06 octobre 2022

Le français MBDA conteste sa mise à l'écart du projet européen d'intercepteur de missiles hypersoniques

Chef de file de l’ambitieux projet européen TWISTER [Timely Warning and Interception with Space-based TheatER surveillance], retenu au titre de Coopération structurée permanente [CSP ou PESCO] afin de développer une capacité de défense contre les missiles hypersoniques, MBDA était donné favori pour prendre les rênes du programme « European Hypersonic Defence Interceptor » [EU HYDEF], qui en est la suite logique.

Seulement, quand elle a dévoilé la liste des projets devant être financés par le Fonds européen de défense [FEDEF], en juillet, la Commission européenne a fait savoir que, à la suprise générale, la coordination du projet EU HYDEF serait confiée au groupe espagnol SENER Aeroespacial, dont l’expérience en matière de défense aérienne ne saute pas aux yeux, et que l’allemand Diehl Defence, qui a quelques atouts à faire valoir dans ce domaine, allait en assurer la direction technique générale.

Et, parmi les pays impliqués dans le projet EU HYDEF, doté d’une enveloppe de 110 millions d’euros, on trouve, outre l’Allemagne et l’Espagne, la Belgique [via la Sonaca], la Norvège [non membre de l’UE], la Pologne, la République tchèque et la Suède. Pourtant parties prenantes du programme TWISTER, la France et l’Italie en ont donc été écartées.

À noter que, un an plus tôt, au titre du Programme européen de développement de l’industrie de défense [PEDID ou EDIDP], la commission européenne avait confié le groupe allemand OHB pour coordonner le projet ODIN’S EYE [multinatiOnal Development INitiative for a Space-based missilE earlY-warning architecturE], visant à développer une composante spatiale d’alerte pour un système de défense contre les menaces hypersoniques…

L’EU HYDEF ayant une portée stratégique, on comprend mieux l’insistance du chancelier allemand, Olaf Scholz, sur la nécessité de développer une capacité de défense contre les « mences aériennes et spatiales ». « En Allemagne, nous allons investir de manière très significative dans notre défense aérienne au cours des prochaines années. Toutes ces capacités pourront être déployées dans le cadre de l’Otan. Dans le même temps, l’Allemagne concevra cette future défense aérienne de manière à ce que nos voisins européens puissent être impliqués si nécessaire – comme les Polonais, les Baltes, les Néerlandais, les Tchèques, les Slovaques ou nos partenaires scandinaves », avait-il affirmé lors d’un discours prononcé à Prague, fin août.

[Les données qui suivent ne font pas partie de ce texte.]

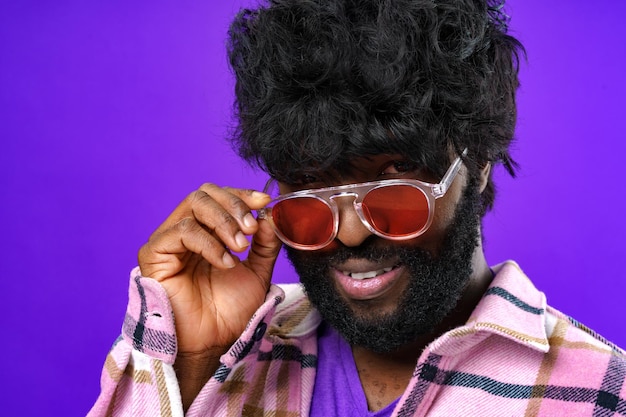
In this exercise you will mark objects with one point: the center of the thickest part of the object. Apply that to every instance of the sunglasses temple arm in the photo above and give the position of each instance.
(440, 189)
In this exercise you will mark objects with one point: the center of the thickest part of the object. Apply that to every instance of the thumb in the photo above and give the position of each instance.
(264, 251)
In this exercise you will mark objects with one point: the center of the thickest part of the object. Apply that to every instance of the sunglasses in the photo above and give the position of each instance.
(395, 209)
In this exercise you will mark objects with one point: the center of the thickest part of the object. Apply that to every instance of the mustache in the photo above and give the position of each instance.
(370, 250)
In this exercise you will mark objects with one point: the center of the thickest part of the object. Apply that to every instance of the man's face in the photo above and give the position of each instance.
(382, 294)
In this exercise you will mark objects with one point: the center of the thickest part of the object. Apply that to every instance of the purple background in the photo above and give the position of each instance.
(111, 112)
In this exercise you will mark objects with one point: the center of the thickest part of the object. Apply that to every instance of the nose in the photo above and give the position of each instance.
(352, 232)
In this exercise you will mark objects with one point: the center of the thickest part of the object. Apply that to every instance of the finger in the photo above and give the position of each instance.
(165, 254)
(264, 251)
(239, 203)
(204, 204)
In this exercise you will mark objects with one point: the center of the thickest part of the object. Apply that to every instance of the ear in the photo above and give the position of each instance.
(484, 176)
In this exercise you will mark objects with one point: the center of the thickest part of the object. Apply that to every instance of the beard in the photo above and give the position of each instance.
(436, 282)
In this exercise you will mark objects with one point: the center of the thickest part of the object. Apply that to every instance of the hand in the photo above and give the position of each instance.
(213, 294)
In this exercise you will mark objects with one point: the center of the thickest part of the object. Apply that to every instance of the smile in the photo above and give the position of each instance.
(366, 275)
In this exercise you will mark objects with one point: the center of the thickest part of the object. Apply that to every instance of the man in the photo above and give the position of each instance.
(378, 122)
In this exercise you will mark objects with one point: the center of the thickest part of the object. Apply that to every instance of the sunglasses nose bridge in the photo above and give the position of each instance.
(352, 230)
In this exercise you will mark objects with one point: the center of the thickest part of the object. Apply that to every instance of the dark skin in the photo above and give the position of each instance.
(192, 255)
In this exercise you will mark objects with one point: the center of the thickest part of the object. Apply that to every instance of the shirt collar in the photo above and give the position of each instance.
(511, 308)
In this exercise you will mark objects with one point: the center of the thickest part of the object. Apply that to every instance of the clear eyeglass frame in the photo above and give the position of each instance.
(358, 191)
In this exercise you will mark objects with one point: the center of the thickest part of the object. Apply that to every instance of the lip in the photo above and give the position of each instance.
(368, 288)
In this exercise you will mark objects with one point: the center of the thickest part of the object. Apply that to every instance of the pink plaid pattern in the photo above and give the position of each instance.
(514, 357)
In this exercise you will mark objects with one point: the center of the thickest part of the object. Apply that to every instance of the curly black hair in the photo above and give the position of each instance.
(320, 82)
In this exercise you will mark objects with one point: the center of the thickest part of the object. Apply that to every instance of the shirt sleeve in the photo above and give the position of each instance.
(138, 376)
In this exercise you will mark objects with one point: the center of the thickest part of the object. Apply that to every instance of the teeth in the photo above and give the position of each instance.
(369, 274)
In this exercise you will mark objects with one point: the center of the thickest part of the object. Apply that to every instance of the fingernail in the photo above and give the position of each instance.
(228, 260)
(249, 220)
(241, 240)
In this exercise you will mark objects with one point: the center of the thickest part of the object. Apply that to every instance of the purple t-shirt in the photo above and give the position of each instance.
(338, 390)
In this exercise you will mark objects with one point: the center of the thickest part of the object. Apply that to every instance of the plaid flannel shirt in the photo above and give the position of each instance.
(515, 357)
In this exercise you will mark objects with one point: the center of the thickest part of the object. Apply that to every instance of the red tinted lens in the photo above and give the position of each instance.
(303, 220)
(396, 210)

Quoi qu’il en soit, le choix de SENER Aerospacial n’a pas été jugé étonnant qu’en France… Ainsi, en Italie, la Rivista Italiana Difesa [RID] a fait part de sa « stupéfaction », déplorant que la Commission européenne ait privilégié la méthode du « manuel Cencelli » [qui consiste à répartir les charges en fonction du poids électoral de chaque courant d’un parti] aux dépens de la compétitivité et de l’expertise.

« Il est pour le moins discutable, en effet, que MBDA soit écarté du projet. C’est bien de vouloir assurer une base industrielle solide partout en Europe, avec un oeil sur les PME… Mais dans le cas d’un programme d’une telle valeur stratégique, il faut regarder les compétences industrielles, comme celles de MBDA qui, à ce jour, est la seule société en Europe pouvant se prévaloir d’une solide expérience dans la défense antimissile, grâce aux programmes [franco-italiens, ndlr] SAMP/T et SAMP/T NG », a ainsi fait valoir la Rivista Italiana Difesa.

Pour rappel, MBDA appartient à Airbus [37,5%], à BAE Systems [37,5%] et à Leonardo [25%].

La messe est-elle dite pour autant? Selon des informations de La Tribune, MBDA n’a pas l’intention de jeter l’éponge, l’industriel ayant en effet déposé un recours en annulation auprès de la Commission européenne. Et, a priori, ce serait la partie italienne du missilier qui serait à la manoeuvre.

Reste à voir quelle en sera l’issue, alors que le sujet peut être crucial, la guerre en Ukraine ayant montré que la menace hypersonique était une réalité [avec des résultats n’ayant cependant pas permis de changer le cours des opérations, ndlr]… En tout cas, l’exécutif européen soutient que les choix pour les 61 projets retenus ont été faits en respectant des principes stricts et rigoureux de gouvernance, selon des critères qui étaient connus des industriels.